There is a reason why Melody Walters said her life fell apart.
"I hit a bottom that I didn't even know was possible. Meth took everything from me," Walters said.
Walters spent three years hooked on the drug before she was caught by law enforcement. It took a toll on her relationships with her sons and other family members.
"When I got to Keystone (Treatment Center), I was spiritually, emotionally, financially bankrupt in every way. I didn't even have a driver's license," Walters said.
As we are finding out, Walters's struggles are not rare in Sioux Falls. Minnehaha County State's Attorney Aaron McGowan said investigators are dealing with more meth in the area. According to McGowan, police seized nearly 450 grams of meth in 2011. In 2012 that number quadrupled to nearly 1,900 grams.

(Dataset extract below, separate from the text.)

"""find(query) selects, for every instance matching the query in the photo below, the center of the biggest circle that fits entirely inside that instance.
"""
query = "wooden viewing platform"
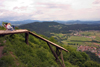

"It's kind of the perfect storm. We have the cross section of the two interstates and we have drugs going east and west and north and south," McGowan said.
McGowan added recent laws have made it easier to put meth users who want help into treatment while prosecuting high-level drug dealers.
"We know that the large quantities of meth that we see still come up from Mexico, and certainly make their way to South Dakota," McGowan said.
"Some people you can look at and you'll never know," Walters said.
Walters has been clean for two-and-a-half years now. She uses her experience to help others who struggle with meth addiction by counseling them through Keystone Treatment.
"We become addicted to the dance of addiction. There's just things you have to let go of, and you have to grieve those things," Walters said.
For Walters, her addiction does not outweigh her life now. She said she has eight reasons, her grandchildren, to keep living clean.
"I want them to have, to be able to depend on. I want to be the Grandma," Walters said.